Accusations about who started it flew back and forth. Still, a pattern emerged: it would almost always be the “local community” that was pitted against “the Dioula,” generally believed to be from the north of the country or beyond and generally believed to be firmly behind Ouattara and his political movement.
This guilt-by-association thinking fed into acts of local score-settling, and it may have cost the lives of at least 80 people, sometimes in truly gruesome ways.
Politicians the ‘real culprits’
Let’s be clear: the violence that has currently engulfed Ivory Coast is fomented by the political class who now seem eager to dampen it. Hence the announcement of an unexpected meeting, on Wednesday, November 11, between the two men currently at the heart of the confrontations: president Ouattara and former president Bédié.

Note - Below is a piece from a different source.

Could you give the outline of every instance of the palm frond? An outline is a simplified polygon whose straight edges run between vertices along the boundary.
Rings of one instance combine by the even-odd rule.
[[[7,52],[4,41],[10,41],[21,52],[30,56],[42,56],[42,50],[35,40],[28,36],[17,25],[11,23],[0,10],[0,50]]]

They emerged from their meeting with a brief joint declaration, in which they said little beyond that “the ice had been broken,” and they would meet again soon. The two men had not seen each other for two years.
The venue for their talk could not have been more symbolic: the Golf Riviera Hotel in Abidjan’s upmarket Cocody suburb, where the same two men, then allies, had been holed up in early 2011 as they waited for then-president Laurent Gbagbo to be dislodged from the highest office of the land after he had refused to admit defeat in the 2010 presidential poll.
The five-month political crisis led to the deaths of at least 3,000 people. More than 100,000 fled to neighboring Liberia, according to the UN.
Time to calm tensions
Will Ouattara and Bédié be able to reign in their rank-and-file? Probably. When the political leadership tells their following to stop the violence, supporters tend to listen.
Will they manage to bring the others on board? That, too, is likely. Bedie’s political party (the PDCI, Parti démocratique de Côte d’Ivoire) insists that the government must release all who have been jailed (including Nguessan and many high-level PDCI operatives).
Such a move could offer President Ouattara a chance to make a grand political gesture, which must then be reciprocated. The overwhelming wish is for calm to return.
Gbagbo and Soro unpredictable
Whether the exiled leaders (including Gbagbo and Soro) will go along with the lowering of tensions is less clear. Soro, in particular, called on the army to revolt on November 4, a call that was largely ignored.
But he still has a network of loyal soldiers and commanders in the armed forces dating back to his days as a rebel leader, and the Ivorian army has a history of staging mutinies.
The West of the country, traditionally Gbagbo’s support base, has been mostly quiet.
Another of his stronghold, the sprawling Abidjan suburb of Yopougon, has been turned into a no-go zone by machete-wielding gangs.
The first signs are promising, but more highly visible actions are needed to ensure that the violence indeed ebbs away, and the country can breathe a sigh of relief. And then, maybe, finally, the Great Three Dinosaurs of Ivorian politics — Bedie (86), Ouattara (78), and Gbagbo (75) — can finally agree on an exit strategy.
Their decades-old deathly love-hate relationship has utterly dominated Ivorian politics and today’s widespread political apathy indicates that their time is finally up.